La Escudilla does a nice range of pinchitos or kebabs. The name 'escudilla' refers to a shoulder of lamb. Naomi Grill is in a quiet side street at the end of Sor Angela de la Cruz between Plaza Cuzco and Juan Bravo Murillo street, close to the Tetuan metro station ( line 1 ) and to the Melia Castilla and Eurobuilding hotels. The owner ( whose name I didn’t ask ) is Italian but apparently had spent some time in Venezuela, so much so that he knew my wife’s aunt in Caracas. The restaurant has more covers than La Escudilla and is pleasantly furnished with the walls covered in a light wood veneer.
The menu is essentially Moroccan with the usual tagine and couscous dishes. There is a chicken couscous and a couscous royal with meat, chicken and merguez thrown in ( more appropriate for a cold winter’s day in Madrid ). There is lamb mechoui, roasted lamb which in times past used to be eaten with your fingers, but where you have a whole group of people sitting round a mechoui eating it with their fingers it all tends to get rather unhygienic. There are also the usual grills and a selection of chicken, lamb or beef pinchitos ( kebabs ) and a tagine of pescado sefardita, a fish stew much favoured by Jews living in the north of Morocco. A chicken paella dish also features on the menu.

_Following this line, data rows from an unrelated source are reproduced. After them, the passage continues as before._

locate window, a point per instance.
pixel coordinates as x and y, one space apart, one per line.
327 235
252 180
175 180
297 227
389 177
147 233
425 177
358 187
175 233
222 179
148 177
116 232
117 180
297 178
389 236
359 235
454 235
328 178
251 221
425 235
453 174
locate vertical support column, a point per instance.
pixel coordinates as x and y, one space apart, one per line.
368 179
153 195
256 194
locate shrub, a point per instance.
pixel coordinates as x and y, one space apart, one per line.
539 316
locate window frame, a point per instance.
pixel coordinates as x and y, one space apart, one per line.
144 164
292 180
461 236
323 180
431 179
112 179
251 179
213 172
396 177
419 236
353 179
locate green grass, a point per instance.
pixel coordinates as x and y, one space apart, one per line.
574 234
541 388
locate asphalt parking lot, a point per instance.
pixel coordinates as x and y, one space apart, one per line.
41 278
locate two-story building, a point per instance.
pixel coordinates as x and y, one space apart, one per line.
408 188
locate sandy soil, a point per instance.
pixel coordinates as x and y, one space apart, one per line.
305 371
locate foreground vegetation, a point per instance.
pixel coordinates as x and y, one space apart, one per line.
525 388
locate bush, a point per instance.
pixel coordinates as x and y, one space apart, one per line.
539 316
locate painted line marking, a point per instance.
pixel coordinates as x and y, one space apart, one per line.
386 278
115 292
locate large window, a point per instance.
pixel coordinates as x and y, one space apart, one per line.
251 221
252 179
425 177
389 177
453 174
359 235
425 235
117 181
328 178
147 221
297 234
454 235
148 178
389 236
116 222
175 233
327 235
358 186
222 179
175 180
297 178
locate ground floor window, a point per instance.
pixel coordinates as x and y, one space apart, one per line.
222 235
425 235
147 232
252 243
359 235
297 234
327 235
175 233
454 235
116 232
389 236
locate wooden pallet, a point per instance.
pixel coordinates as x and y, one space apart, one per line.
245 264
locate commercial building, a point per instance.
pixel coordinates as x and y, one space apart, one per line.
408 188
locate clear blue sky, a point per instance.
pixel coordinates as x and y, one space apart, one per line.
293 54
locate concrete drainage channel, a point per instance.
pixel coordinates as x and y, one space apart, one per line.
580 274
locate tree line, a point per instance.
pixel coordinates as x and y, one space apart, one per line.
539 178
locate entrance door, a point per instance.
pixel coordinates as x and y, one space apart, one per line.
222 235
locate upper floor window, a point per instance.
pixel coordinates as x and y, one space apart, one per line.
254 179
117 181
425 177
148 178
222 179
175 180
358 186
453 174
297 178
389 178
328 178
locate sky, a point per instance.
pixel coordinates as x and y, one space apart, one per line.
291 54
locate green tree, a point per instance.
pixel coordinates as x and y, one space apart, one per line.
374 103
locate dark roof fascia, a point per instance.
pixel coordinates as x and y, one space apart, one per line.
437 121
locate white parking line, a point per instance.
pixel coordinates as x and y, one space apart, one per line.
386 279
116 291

The girls ( my wife and a cousin ) ordered a mixed grill and salad between them. Although this consisted of 2 grilled kebabs, 2 merguez and 2 keftas ( minced lamb ) this was hardly the largest mixed grill I had seen. The girls thought that the salad was OK. I had the filet mignon with foie gras. The filet mignon was medium and was a nice piece of meat with a smattering of decoration on top, sitting on a bed of green beans ( judias verdes ) and small button potatoes. A substantial dish, good portion size and worth the price at 28 Euros.